Definition
Cirrhosis is the result of chronic liver disease that
causes scarring of the liver and liver dysfunction.
This often has many complications, including
accumulation of fluid in the abdomen (ascites),
bleeding disorders (coagulopathy), increased pressure
in the blood vessels of the liver (portal
hypertension), and confusion or a change in the level
of consciousness (hepatic encephalopathy).
Causes
Cirrhosis is caused by chronic liver disease. Common
causes of chronic liver disease in the US include
hepatitis C infection and long-term alcohol abuse
(see Alcoholic liver disease). Other causes of
cirrhosis include hepatitis B, medications, autoimmune
inflammation of the liver, disorders of the drainage
system of the liver (the biliary system), and
metabolic disorders of iron and copper (hemochromatosis
and Wilson's disease).
Symptoms
Additional symptoms that may be associated with this
disease:
-
decreased urine output
-
Overall swelling
-
Pale
or clay colored stools
-
Nosebleed or bleeding gums
-
Gynecomastia (breast development in males)
-
Abdominal pain
-
Abdominal indigestion
-
Fevers
Symptoms may develop gradually, or there may be no
symptoms.
Screening and Diagnostics
A physical examination may reveal an enlarged liver or
spleen, distended abdomen, yellow eyes or skin
(jaundice), red spider-like blood vessels on the skin,
excess breast tissue, small testicles in men, reddened
palms, contracted fingers, or dilated abdominal wall
veins.
Tests can reveal liver problems including:
-
Anemia (detected on a CBC)
-
Coagulation abnormalities
-
Elevated liver enzymes
-
Elevated bilirubin
-
Serum
albumin low
-
Enlarged liver (seen with an abdominal x-ray)

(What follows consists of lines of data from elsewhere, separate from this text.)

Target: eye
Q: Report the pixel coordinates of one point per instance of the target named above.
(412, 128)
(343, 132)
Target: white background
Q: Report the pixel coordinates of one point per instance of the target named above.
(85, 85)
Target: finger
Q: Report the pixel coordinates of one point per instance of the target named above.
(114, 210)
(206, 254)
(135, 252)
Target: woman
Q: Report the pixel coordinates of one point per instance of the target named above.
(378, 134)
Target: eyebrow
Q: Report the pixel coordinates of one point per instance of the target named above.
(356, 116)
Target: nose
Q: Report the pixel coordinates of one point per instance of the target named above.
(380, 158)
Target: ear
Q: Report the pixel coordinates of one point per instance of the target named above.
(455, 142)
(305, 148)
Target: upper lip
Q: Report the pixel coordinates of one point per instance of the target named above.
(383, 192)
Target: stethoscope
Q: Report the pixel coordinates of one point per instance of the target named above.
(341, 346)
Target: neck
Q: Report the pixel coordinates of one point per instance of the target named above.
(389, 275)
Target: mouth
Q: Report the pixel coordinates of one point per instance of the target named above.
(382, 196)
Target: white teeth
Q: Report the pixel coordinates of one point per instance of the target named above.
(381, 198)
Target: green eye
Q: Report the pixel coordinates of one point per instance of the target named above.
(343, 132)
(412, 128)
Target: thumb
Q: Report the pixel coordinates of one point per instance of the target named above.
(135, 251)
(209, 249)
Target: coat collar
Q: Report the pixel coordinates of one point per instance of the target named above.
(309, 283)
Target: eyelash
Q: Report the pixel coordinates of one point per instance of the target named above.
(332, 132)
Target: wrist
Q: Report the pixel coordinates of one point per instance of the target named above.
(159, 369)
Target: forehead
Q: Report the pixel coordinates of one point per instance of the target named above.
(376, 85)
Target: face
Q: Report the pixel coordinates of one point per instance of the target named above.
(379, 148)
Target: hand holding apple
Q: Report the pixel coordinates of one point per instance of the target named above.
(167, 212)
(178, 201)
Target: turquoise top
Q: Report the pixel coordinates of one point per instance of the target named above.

A liver biopsy confirms cirrhosis.
This disease may also alter the results of the
following tests:
-
Cholesterol test
-
Complement
-
Alpha-fetoprotein
-
Renin
-
Serum
magnesium - test
Treatment
Treatment is directed at managing the complications of
cirrhosis and preventing further liver damage.
-
Offending medications and alcohol are stopped.
-
Bleeding varices are treated by upper endoscopy with
banding or sclerosis.
-
Ascites (excess abdominal fluid) is treated with
diuretics, fluid and salt restriction, and removal
of fluid (paracentesis).
-
Coagulopathy may be treated with blood products or
vitamin K.
-
Encephalopathy is treated with the medication
lactulose -- sometimes antibiotics are used and
patients should avoid a diet high in protein.
-
Infections are treated with antibiotics.
-
If
cirrhosis progresses and becomes life-threatening, a
liver transplant should be considered.
Prognosis
Survival depends on the severity of complications of
cirrhosis and the underlying causes.
Complications
-
Bleeding esophageal varices
-
Portal hypertension
-
Hepatic encephalopathy
-
Mental confusion
-
Coma
-
Abdominal fluid retention (ascites) and infection of
the fluid (bacterial peritonitis)
-
Sepsis
-
Liver
cancer (hepatocellular carcinoma)
-
Kidney failure (hepatorenal syndrome)
A procedure called TIPS (transjugular intrahepatic
portosystemic shunt) is sometimes necessary as a
result of many of these complications.
Prevention
Don't drink heavily. If you find that your drinking is
getting out of hand, seek professional help. Avoiding
intravenous drug use (or only using clean needles and
never sharing other equipment) will reduce the risk of
hepatitis B and C. Some research indicates that
hepatitis C may be spread via shared use of straws or
items used to snort cocaine or other drugs. Avoid
snorting drugs or sharing any related paraphernalia.
If you have a problem with illicit drugs, seek help.